Bankers not expecting quick recovery as IPO volumes plunge
Investment bankers are bracing for another tough year ahead after losing out on lucrative fees from arranging share sales, as equity capital markets deals, including new listings, plummeted to...

(Adds more context, details and background) LONDON/NEW YORK, Dec 20 (Reuters) - Investment bankers
are bracing for another tough year ahead after losing out on
lucrative fees from arranging share sales, as equity capital
markets (ECM) deals, including new listings, plummeted to the
lowest level since the early 2000s. With questions swirling around monetary policy and the
prospect of a looming recession, IPO advisers are not holding
their breath on a near-term recovery in the market for initial
public offerings (IPOs). Global share sales plunged this year as the IPO market froze
and hundreds of companies postponed stock market debuts, as
Russia's invasion of Ukraine and interest rate hikes from
central banks weighed on the broader economy. 'It's all about rates - the price of money changed, and it
has affected everything," said James Palmer, head of equity
capital markets (ECM) at Bank of America for Europe, the Middle
East and Africa (EMEA). Banks have underwritten $517 billion worth of stock sales to
date in 2022, a 66% drop compared with full-year 2021 and 29%
below pre-pandemic levels, according to Dealogic data.
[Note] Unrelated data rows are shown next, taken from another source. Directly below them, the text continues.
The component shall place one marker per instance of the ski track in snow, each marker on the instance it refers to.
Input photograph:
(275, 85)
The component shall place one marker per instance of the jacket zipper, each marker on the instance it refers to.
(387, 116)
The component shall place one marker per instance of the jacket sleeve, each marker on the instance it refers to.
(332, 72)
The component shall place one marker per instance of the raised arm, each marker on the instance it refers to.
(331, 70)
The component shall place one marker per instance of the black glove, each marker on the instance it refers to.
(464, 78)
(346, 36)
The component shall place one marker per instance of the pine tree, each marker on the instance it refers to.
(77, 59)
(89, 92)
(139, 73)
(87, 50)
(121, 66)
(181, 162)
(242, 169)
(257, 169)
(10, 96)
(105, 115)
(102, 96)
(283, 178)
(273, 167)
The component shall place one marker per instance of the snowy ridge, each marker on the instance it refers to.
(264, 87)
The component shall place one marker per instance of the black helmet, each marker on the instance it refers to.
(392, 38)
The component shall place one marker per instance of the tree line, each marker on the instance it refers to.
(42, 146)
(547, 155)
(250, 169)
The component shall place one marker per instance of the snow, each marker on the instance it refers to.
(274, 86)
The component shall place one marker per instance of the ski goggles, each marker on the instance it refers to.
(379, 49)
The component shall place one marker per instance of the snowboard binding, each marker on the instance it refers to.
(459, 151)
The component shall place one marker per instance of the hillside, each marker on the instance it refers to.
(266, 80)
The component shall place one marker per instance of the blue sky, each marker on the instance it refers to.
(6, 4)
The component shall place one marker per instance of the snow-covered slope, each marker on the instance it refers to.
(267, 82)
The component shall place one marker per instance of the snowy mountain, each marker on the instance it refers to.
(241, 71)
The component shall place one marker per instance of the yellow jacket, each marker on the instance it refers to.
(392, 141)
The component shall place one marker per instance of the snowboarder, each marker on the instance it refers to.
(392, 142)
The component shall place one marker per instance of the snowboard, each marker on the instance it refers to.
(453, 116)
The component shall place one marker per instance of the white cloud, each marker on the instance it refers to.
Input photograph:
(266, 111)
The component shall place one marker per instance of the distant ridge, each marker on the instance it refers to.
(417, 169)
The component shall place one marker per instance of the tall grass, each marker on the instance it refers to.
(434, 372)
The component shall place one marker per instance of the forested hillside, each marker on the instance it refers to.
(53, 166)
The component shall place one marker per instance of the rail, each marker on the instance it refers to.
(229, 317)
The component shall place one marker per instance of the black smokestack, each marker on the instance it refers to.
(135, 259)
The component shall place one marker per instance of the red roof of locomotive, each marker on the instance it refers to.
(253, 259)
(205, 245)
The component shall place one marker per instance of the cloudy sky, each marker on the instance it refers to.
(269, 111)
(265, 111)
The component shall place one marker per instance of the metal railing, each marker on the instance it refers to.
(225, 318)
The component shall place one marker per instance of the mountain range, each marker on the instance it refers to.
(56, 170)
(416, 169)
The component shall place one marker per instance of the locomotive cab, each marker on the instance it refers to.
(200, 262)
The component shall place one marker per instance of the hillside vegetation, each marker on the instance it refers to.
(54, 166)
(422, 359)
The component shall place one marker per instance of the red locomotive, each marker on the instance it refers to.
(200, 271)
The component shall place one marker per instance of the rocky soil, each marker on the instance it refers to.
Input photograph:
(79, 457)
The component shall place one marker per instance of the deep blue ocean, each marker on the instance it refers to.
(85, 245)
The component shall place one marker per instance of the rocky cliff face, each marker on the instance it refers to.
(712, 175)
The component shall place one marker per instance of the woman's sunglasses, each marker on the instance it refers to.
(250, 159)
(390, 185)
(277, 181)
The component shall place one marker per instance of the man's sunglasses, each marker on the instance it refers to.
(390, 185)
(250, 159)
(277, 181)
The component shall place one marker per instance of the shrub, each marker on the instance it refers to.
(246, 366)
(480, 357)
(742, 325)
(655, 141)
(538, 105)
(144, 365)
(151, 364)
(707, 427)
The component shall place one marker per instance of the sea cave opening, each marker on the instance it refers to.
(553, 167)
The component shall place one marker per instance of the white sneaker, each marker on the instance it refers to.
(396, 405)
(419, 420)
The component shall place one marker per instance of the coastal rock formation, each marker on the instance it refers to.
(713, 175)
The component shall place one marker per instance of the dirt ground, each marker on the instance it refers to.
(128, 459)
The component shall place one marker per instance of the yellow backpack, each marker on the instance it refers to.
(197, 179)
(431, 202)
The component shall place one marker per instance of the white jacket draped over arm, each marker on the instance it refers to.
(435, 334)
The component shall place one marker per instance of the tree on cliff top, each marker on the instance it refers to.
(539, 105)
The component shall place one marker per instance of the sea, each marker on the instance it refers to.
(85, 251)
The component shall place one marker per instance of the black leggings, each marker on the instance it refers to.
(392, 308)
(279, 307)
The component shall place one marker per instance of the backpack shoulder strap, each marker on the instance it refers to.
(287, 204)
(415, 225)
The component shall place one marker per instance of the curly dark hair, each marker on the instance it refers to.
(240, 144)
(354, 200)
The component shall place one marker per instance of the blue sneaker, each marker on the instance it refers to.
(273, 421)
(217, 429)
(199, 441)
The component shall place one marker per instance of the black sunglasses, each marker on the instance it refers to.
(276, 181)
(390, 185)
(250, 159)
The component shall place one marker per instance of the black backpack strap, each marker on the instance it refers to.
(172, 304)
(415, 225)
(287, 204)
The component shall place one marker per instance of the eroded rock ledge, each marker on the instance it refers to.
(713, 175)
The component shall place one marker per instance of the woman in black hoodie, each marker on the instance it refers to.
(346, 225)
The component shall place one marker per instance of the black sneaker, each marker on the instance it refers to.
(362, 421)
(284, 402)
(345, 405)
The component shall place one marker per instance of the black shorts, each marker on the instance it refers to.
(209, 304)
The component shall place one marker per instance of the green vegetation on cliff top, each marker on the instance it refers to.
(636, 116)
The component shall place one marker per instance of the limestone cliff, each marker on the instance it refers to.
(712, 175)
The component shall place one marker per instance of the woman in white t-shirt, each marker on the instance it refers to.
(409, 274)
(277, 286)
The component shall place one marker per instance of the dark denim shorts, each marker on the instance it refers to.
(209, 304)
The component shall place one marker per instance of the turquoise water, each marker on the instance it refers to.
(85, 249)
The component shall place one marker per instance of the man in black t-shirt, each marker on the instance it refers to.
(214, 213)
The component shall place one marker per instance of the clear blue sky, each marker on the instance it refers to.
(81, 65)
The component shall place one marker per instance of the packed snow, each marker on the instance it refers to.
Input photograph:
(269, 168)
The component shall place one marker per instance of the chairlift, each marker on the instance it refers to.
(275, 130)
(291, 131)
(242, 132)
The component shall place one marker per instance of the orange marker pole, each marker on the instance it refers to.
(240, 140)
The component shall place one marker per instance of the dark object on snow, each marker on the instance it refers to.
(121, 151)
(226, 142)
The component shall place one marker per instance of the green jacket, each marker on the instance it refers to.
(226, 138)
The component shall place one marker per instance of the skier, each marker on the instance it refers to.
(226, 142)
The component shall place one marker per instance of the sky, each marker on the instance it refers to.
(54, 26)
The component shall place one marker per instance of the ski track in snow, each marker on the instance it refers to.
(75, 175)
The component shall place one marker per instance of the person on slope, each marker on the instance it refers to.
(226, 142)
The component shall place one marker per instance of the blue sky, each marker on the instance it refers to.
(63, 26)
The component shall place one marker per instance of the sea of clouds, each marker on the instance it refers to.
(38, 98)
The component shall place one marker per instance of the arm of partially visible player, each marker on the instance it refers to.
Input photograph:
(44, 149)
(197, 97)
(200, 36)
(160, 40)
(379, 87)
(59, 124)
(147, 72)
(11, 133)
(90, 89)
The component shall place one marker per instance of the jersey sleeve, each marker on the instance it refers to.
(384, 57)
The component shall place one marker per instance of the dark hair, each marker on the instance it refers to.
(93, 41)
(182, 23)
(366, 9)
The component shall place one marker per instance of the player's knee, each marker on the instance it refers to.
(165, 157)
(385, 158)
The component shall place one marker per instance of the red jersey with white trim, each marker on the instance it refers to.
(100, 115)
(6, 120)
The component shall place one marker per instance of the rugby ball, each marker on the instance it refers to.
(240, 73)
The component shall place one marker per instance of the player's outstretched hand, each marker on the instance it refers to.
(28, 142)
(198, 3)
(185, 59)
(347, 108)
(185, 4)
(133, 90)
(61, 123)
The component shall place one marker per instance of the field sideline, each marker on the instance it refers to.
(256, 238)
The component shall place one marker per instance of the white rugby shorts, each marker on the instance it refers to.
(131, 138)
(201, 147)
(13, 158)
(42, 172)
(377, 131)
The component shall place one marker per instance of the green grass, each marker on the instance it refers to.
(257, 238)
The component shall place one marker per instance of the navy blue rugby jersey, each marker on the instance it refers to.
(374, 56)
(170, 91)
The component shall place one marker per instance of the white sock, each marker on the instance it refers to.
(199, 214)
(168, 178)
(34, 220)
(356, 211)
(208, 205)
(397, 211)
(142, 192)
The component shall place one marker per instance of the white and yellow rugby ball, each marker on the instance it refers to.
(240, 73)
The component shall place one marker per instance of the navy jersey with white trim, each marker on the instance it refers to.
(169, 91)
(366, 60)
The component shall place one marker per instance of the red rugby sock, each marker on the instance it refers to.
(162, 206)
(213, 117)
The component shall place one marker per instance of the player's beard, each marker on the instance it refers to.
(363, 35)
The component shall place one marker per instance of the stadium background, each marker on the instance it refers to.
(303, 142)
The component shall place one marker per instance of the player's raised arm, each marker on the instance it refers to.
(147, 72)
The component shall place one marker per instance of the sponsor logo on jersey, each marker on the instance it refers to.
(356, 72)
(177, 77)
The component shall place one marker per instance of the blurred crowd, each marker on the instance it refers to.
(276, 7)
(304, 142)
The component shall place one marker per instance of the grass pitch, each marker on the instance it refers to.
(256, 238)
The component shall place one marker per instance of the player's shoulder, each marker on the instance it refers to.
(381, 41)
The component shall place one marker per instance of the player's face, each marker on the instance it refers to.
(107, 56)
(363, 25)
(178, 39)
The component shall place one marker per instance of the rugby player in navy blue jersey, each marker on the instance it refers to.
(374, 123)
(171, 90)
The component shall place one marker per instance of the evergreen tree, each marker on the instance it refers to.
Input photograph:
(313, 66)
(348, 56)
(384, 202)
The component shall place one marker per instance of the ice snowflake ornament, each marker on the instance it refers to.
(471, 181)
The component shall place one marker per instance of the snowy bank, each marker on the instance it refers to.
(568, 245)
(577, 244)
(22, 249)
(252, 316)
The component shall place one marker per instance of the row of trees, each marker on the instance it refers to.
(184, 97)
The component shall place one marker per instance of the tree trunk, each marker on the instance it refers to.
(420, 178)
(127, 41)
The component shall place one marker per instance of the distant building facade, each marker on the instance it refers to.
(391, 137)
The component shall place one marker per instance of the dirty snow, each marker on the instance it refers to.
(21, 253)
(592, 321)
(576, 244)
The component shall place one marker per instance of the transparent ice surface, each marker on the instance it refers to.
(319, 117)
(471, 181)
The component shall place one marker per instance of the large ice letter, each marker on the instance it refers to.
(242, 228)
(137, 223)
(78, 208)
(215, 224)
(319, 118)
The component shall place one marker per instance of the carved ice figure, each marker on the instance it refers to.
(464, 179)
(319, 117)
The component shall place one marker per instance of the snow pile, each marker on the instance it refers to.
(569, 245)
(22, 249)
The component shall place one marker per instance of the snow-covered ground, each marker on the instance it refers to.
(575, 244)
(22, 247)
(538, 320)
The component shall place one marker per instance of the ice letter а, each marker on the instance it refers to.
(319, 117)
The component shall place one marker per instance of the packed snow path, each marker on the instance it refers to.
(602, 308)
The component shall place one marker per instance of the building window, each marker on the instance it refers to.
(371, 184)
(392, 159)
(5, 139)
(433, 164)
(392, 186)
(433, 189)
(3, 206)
Barring exceptions such as Porsche's blockbuster
9.4 billion euro ($9.97 billion) offering in September, most
major deals including those of Swiss dermatology specialist
Galderma and SoftBank Group Corp-owned chip designer
Arm were postponed until market conditions improve. IPO advisers, therefore, do not expect a rebound in new
listings before the second half of 2023. "We're entering a new recessionary world we haven't seen in
a while," said Valery Barrier, who co-leads Citi's EMEA ECM
franchise. "We're going to see more primary capital being
raised, more convertible bonds to cheapen the cost of financing
and non-core shareholding being sold." As the cost of debt continues to rise, bankers expect
companies to turn to other equity solutions as a way to manage
their balance sheets and protect their corporate ratings. Recent
examples of such deals include French videogame developer
Ubisoft's 470 million euro convertible bond and Credit
Suisse's 4 billion Swiss franc cash call. Banks are hoping that a recent pickup in block trades and
capital raising will spill over into the new year. "Volatility has come down, so markets have the ingredients
for issuance to pick up," said Alex Watkins, co-head of ECM at
JPMorgan for EMEA. RATE HIKES DAMPEN SENTIMENT Global equities slid last week following a string of hawkish
announcements from major central banks. Some investors are
betting that interest rates will start to plateau sooner than
policymakers have indicated, as inflation shows signs of
peaking. The slowdown in IPOs has left a backlog of high-growth, yet
unprofitable, companies waiting to come to market. "ECM activity tends to be higher in periods of distress or
where growth is strong, and today we're in no man's land," said
Gareth McCartney, global co-head of ECM at UBS. A return by long-only investors to capital markets deals is
seen as key for any recovery, after a year in which hedge funds
have taken a lead role as buyers of new issuance. "It's fair to say that at times throughout 2022 the
accelerated book build (ABB) activity has seen proportionately
more participation from hedge funds," said Antonio Limones, head
of EMEA Equity syndicate at Credit Suisse. "But long-only demand
has started to increase." Some market participants are waiting to see where valuations
settle before they commit to new deals, said Gerry Keefe, head
of global banking for the Americas at HSBC. The structure of transactions will also be a key factor in
the success of future IPOs, particularly for private
equity-backed companies that carry large amounts of debt. "What you'll probably see is deals come to market that are
heavily de-risked, following in the footsteps of Mobileye
in the U.S.," said Lawrence Jamieson, head of EMEA ECM
at Barclays. The world's biggest private equity firms, which were forced
to postpone the floats of several dozen IPO-ready portfolio
companies this year, are expected to remain circumspect for the
next few quarters. "The question is whether we're going to see private equity
investors getting comfortable with selling at lower valuations,"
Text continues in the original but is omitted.